Is there any efficient way to convert an unary num

2020-06-16 02:21发布

问题:

Let those datatypes represent unary and binary natural numbers, respectively:

data UNat = Succ UNat | Zero
data BNat = One BNat | Zero BNat | End

u0 = Zero
u1 = Succ Zero
u2 = Succ (Succ Zero)
u3 = Succ (Succ (Succ Zero))
u4 = Succ (Succ (Succ (Succ Zero)))

b0 = End                   //   0
b1 = One End               //   1
b2 = One (Zero End)        //  10
b3 = One (One End)         //  11
b4 = One (Zero (Zero End)) // 100

(Alternatively, one could use `Zero End` as b1, `One End` as b2, `Zero (Zero End)` as b3...)

My question is: is there any way to implement the function:

toBNat :: UNat -> BNat

That works in O(N), doing only one pass through UNat?

回答1:

To increment a binary digit, you have to flip the first zero at the end of your number and all the ones preceding it. The cost of this operation is proportional to the number of 1 at the end of your input (for this your should represent number as right-to-left list, eg. the list [1;0;1;1] codes for 13).

Let a(n) be the number of 1 at the end of n:

a(n) = 0, 1, 0, 2, 0, 1, 0, 3, 0, 1, 0, 2, 0, 1, 0, 4, ...

and let

s(k) = a(2^k) + a(2^k+1) + ... + a(2^(k+1)-1) 

be the sum of elements between two powers of 2. You should be able to convince yourself that s(k+1)=2*s(k) + 1 (with s(0) = 1) by noticing that

    a(2^(k+1)) ..., a(2^(k+2) - 1) 

is obtained by concatenating

    a(2^k) + 1, ..., a(2^(k+1) - 1) and   a(2^k), ..., a(2^(k+1) - 1)
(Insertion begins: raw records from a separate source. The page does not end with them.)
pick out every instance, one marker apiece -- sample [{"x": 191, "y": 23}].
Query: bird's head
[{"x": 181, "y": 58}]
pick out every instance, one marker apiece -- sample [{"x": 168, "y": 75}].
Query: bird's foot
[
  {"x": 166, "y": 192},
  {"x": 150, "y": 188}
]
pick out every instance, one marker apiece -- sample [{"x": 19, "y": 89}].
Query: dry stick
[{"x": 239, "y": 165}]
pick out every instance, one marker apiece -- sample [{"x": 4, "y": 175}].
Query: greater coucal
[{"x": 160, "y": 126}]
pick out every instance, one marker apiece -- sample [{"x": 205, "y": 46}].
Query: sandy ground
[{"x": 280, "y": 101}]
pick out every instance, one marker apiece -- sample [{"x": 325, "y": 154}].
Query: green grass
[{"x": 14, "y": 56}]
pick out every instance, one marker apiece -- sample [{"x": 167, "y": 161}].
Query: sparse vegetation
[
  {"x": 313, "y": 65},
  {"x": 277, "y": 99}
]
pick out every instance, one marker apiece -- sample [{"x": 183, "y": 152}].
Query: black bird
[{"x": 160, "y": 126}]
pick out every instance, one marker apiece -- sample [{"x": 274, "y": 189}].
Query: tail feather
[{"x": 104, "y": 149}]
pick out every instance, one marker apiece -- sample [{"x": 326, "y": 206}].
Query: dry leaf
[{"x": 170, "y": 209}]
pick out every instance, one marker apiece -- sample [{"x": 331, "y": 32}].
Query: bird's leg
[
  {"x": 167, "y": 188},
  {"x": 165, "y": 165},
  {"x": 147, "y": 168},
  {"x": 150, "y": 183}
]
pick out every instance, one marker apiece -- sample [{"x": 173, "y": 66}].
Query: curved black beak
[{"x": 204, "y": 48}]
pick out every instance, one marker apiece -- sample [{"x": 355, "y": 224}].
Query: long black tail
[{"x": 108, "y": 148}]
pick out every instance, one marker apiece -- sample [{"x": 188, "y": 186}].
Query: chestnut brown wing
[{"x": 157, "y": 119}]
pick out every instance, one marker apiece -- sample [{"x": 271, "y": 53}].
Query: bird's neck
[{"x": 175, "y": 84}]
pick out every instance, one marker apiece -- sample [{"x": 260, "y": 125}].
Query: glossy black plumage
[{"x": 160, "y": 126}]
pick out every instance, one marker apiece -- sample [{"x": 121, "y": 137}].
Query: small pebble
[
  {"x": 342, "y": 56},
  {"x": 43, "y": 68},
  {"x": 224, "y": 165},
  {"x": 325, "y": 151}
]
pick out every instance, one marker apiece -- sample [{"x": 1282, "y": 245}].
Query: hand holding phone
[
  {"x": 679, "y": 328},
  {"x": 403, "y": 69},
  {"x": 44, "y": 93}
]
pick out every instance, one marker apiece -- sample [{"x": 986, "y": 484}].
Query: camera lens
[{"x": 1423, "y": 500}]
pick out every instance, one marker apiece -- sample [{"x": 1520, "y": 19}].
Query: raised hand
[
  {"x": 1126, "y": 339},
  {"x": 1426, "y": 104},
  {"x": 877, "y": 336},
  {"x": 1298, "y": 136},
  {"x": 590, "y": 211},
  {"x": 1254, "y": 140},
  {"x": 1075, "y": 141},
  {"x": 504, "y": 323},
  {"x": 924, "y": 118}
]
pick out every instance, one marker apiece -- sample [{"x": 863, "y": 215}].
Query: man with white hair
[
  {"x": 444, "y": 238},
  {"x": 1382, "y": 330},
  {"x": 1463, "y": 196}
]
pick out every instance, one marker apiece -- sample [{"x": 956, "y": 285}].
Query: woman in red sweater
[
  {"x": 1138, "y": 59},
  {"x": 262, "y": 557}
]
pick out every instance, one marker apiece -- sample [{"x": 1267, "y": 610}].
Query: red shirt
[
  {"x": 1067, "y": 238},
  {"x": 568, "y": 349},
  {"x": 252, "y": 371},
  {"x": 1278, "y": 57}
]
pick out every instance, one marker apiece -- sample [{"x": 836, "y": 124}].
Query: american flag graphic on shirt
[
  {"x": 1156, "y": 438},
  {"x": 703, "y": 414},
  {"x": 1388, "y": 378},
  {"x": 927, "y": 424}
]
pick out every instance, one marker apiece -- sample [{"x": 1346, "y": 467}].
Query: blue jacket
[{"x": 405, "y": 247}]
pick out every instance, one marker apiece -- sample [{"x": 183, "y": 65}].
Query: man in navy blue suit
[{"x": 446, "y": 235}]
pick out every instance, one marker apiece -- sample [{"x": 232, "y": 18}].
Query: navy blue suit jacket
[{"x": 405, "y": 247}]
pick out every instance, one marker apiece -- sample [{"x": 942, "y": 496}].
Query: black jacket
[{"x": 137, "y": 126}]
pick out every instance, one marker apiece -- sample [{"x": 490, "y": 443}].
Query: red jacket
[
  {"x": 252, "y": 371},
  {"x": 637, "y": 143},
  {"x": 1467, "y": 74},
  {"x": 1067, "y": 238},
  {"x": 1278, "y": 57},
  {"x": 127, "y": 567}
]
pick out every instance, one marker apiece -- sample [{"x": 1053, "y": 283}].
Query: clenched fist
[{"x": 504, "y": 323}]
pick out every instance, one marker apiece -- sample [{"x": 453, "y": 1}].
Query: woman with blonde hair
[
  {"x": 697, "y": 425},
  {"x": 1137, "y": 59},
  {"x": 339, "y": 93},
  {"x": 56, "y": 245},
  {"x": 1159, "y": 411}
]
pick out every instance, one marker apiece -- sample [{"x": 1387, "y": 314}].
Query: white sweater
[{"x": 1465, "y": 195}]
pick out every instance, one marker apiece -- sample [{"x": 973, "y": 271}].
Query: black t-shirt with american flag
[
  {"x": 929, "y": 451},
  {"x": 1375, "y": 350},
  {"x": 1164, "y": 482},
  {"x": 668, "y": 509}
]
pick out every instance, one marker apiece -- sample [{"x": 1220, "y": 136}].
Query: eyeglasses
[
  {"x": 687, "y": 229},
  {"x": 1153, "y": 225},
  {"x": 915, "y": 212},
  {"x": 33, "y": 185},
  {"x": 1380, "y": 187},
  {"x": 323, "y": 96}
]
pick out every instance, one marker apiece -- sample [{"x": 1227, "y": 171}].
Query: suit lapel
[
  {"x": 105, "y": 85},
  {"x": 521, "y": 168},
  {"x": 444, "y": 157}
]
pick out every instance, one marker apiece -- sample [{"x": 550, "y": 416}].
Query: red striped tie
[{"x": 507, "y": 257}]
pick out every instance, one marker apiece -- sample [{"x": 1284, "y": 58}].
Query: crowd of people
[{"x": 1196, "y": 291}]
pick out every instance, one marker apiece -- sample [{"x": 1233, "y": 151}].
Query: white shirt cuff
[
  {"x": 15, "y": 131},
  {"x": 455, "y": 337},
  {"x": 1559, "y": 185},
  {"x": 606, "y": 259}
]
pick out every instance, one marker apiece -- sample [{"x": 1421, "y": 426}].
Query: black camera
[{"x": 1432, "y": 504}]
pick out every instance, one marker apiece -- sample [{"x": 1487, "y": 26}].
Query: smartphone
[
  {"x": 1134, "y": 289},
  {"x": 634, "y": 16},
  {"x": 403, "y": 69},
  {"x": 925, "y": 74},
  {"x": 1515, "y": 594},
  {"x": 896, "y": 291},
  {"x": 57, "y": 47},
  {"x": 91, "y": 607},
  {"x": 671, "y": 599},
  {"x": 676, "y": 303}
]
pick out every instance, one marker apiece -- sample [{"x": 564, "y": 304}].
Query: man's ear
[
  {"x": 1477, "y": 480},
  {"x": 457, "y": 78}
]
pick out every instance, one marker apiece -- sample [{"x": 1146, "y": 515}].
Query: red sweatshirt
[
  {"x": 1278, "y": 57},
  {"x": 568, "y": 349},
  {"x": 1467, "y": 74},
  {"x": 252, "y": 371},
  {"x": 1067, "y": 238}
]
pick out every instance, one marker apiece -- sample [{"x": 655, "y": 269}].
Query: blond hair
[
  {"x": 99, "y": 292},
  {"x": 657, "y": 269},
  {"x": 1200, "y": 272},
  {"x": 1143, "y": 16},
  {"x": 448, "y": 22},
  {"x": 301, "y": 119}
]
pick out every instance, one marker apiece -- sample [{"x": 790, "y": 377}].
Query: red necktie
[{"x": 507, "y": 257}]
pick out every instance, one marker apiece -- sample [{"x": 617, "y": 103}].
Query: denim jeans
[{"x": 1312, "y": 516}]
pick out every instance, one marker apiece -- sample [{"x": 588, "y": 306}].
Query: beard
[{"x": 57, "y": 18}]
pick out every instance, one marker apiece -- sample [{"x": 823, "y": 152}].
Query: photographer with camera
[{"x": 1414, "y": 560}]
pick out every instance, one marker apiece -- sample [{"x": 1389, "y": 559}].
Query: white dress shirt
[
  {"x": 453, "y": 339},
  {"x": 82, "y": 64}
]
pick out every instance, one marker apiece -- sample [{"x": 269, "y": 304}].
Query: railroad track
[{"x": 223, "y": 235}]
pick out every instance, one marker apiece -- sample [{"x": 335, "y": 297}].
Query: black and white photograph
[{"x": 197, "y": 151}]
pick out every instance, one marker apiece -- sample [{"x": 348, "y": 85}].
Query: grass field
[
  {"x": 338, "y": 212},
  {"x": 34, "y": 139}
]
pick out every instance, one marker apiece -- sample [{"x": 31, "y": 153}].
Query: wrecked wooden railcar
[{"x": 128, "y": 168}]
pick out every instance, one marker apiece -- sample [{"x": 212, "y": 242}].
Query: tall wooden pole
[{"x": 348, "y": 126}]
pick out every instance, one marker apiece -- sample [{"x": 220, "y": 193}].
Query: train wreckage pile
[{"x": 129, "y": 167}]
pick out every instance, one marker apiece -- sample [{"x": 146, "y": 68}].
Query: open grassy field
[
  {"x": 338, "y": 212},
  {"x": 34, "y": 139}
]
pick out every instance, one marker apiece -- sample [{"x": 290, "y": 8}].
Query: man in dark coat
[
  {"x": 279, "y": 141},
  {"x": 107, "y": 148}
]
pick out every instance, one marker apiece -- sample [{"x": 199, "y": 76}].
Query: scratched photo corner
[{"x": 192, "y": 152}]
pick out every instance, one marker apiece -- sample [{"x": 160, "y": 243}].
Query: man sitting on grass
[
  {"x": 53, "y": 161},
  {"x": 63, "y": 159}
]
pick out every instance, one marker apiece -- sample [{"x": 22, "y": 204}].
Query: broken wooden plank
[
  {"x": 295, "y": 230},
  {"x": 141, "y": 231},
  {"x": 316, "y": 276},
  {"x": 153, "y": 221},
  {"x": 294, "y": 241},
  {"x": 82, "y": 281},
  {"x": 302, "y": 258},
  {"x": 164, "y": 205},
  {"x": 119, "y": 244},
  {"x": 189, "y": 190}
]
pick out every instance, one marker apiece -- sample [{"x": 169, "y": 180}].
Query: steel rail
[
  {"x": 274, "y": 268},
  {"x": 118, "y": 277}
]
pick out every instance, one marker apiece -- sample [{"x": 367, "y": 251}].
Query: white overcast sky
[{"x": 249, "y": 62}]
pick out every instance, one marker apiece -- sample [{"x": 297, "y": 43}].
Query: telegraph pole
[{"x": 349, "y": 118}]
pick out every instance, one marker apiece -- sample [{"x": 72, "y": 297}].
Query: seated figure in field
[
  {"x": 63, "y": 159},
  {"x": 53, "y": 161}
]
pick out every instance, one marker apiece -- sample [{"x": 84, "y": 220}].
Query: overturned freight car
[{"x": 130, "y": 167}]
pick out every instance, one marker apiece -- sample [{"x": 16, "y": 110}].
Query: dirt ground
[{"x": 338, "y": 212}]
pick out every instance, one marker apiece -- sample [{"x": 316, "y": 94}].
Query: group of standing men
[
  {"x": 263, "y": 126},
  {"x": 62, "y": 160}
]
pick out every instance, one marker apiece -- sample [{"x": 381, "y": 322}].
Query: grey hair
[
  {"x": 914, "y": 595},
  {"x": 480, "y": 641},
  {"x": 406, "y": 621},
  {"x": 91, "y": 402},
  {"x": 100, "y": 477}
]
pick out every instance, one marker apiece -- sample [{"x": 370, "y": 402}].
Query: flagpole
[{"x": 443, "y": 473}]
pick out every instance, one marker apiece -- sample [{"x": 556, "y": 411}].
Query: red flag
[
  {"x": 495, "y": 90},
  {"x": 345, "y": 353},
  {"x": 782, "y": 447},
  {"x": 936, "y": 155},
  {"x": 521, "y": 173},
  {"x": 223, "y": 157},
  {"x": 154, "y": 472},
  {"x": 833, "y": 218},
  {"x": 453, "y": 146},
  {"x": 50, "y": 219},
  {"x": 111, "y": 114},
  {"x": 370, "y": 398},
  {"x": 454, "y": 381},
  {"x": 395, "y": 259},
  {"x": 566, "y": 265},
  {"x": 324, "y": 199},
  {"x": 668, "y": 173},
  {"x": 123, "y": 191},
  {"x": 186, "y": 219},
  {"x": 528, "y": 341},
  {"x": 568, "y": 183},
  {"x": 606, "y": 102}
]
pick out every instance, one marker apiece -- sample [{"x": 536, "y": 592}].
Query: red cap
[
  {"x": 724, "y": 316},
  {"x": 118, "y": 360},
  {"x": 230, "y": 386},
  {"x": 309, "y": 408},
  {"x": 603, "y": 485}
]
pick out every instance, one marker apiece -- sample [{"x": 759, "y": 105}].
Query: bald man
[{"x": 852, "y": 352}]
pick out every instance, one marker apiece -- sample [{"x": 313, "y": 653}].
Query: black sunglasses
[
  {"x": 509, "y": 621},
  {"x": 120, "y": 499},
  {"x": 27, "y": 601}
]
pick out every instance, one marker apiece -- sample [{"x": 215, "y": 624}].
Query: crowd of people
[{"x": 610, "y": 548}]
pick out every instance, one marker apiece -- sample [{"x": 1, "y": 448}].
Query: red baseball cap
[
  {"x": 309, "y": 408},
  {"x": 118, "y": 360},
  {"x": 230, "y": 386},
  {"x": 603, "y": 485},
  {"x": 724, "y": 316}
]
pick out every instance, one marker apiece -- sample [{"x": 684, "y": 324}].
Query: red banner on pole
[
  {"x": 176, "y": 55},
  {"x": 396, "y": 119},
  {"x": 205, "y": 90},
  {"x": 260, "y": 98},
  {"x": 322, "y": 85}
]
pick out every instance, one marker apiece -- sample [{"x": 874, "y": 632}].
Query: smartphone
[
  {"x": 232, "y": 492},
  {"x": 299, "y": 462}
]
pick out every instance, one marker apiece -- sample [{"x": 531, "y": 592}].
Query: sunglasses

And therefore, as a geometric series, s(k) = 2^k - 1.

Now the cost of incrementing N times a number should be proportional to

    a(0) + a(1) + ... + a(N)
  = s(0) + s(1) + s(2)  + ... + s(log(N)) 
  = 2^0 - 1 + 2^1 -1 + 2^2-1 + ... + 2^log(N) - 1
  = 2^0 + 2^1 + 2^2 + ... + 2^log(N) - log(N) - 1
  = 2^(log(N) + 1) - 1 - log(N) - 1 = 2N - log(N) - 2

Therefore, if you take care of representing your numbers from right-to-left, then the naive algorithm is linear (note that you can perform to list reversal and stay linear if you really need your numbers the other way around).



回答2:

I like the other answers, but I find their asymptotic analyses complicated. I therefore propose another answer that has a very simple asymptotic analysis. The basic idea is to implement divMod 2 for unary numbers. Thus:

data UNat = Succ UNat | Zero
data Bit = I | O

divMod2 :: UNat -> (UNat, Bit)
divMod2 Zero = (Zero, O)
divMod2 (Succ Zero) = (Zero, I)
divMod2 (Succ (Succ n)) = case divMod2 n of
    ~(div, mod) -> (Succ div, mod)

Now we can convert to binary by iterating divMod.

toBinary :: UNat -> [Bit]
toBinary Zero = []
toBinary n = case divMod2 n of
    ~(div, mod) -> mod : toBinary div

The asymptotic analysis is now pretty simple. Given a number n in unary notation, divMod2 takes O(n) time to produce a number half as big -- say, it takes at most c*n time for large enough n. Iterating this procedure therefore takes this much time:

c*(n + n/2 + n/4 + n/8 + ...)

As we all know, this series converges to c*(2*n), so toBinary is also in O(n) with witness constant 2*c.



回答3:

If we have a function to increment a BNat, we can do this quite easily by running along the UNat, incrementing a BNat at each step:

toBNat :: UNat -> BNat
toBNat = toBNat' End
    where
    toBNat' :: BNat -> UNat -> BNat
    toBNat' c Zero     = c
    toBNat' c (Succ n) = toBNat' (increment c) n

Now, this is O(NM) where M is the worst case for increment. So if we can do increment in O(1), then the answer is yes.

Here's my attempt at implementing increment:

increment :: BNat -> BNat
increment = (reverse End) . inc' . (reverse End)
    where
    inc' :: BNat -> BNat
    inc' End      = One End
    inc' (Zero n) = One n
    inc' (One n)  = Zero (inc' n)

    reverse :: BNat -> BNat -> BNat
    reverse c End = c
    reverse c (One n) = reverse (One c) n

This implementation is O(N) because you have to reverse the BNat to look at the least significant bits, which gives you O(N) overall. If we consider the BNat type to represent reversed binary numbers, we don't need to reverse the BNat, and, as @augustss says, we have O(1), which gives you O(N) overall.